Kolenda points to a study from Ohio State University and the University of Miami, which showed that when a product image is placed at the bottom of food packaging, we assume the food itself is heavier. When the image is placed at the top, we believe the food is actually lighter.We do the same with pricing, too. On a price tag, the closer the numbers are to the bottom, the heavier and more expensive we perceive the price to be.
Concept 3: Proximity Association
As humans, we learn that items grouped are similar. Maybe they are from the same tribe. It also means when images are close together online, we fuse the ideas; we associate them. It’s like how fast-food chains dress the beef burgers in ads. Crispy lettuce and ripe tomatoes cascade from the patty in the hope we associate the whole thing as fresh.
Kolenda explains how researchers took an image of an inline skate and tested different text next to it to judge if the effect worked with pricing. “Some descriptions emphasized a ‘low friction’ benefit,” he recounts. “Other descriptions emphasized a ‘high performance’ benefit. What they found was the price of an inline skate seemed lower when it appeared next to the benefit ‘low friction’ because people merged the concept of ‘low’ with the price.”
Concept 4: Motion
Which college would you prefer to go to? One whose ranking rose from sixth to fourth or another that dropped from second to fourth? Most people would go with the college whose ranking improved, regardless of the fact both colleges are now fourth. The reason is that we apply a concept we learned in the real world, i.e. momentum, to the abstract world. We like a college that is on the rise because our brains were trained in the physical world, and we expect that college to keep rising, despite no evidence as to why we should think that.

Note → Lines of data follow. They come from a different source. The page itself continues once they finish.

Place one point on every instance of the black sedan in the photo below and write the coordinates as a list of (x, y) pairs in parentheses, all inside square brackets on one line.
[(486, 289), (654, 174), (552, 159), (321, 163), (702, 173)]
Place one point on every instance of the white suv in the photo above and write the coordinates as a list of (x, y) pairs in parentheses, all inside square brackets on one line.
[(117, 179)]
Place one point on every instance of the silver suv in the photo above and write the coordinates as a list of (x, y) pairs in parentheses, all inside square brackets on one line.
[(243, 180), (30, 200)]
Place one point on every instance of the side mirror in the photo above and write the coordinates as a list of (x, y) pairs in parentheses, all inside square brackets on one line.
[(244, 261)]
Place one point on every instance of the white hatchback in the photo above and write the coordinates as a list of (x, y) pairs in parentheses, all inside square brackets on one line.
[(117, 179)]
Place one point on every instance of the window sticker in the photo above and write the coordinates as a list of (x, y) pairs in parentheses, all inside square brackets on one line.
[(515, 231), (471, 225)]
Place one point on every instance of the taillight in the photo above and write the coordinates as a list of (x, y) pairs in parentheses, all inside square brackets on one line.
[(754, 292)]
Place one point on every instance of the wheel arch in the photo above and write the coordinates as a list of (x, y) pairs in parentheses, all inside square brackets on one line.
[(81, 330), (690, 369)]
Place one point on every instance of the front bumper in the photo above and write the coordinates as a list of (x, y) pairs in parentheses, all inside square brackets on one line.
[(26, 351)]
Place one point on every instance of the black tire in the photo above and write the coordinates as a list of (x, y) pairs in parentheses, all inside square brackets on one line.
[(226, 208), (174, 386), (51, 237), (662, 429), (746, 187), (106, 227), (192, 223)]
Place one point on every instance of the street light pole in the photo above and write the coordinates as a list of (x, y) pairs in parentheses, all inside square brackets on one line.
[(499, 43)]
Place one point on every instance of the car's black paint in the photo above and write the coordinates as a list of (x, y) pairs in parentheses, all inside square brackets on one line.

It works with pricing, too. As Kolenda puts it, when “a high price transforms into a lower price” — like when stores cross out the original price and write in a discounted one — “then people conceptualize this change as a motion of reduction.” Then our physical training kicks in. Our brains perceive the pricing on the screen to have momentum, and even if we forget the actual price, we’ll remember that it was great value. “Like the college study,” Kolenda observes, “the final price — because of the inherent momentum — will seem even lower.”
As we learn, our brains create chains of mental associations — vivid mental pictures. The world’s best marketers are the ones who master the ability to triggering those associations from the past and the positive emotions that go with them. Not all these concepts will work to increase sales in every circumstance, but not experimenting with visual associations is a car crash waiting to happen.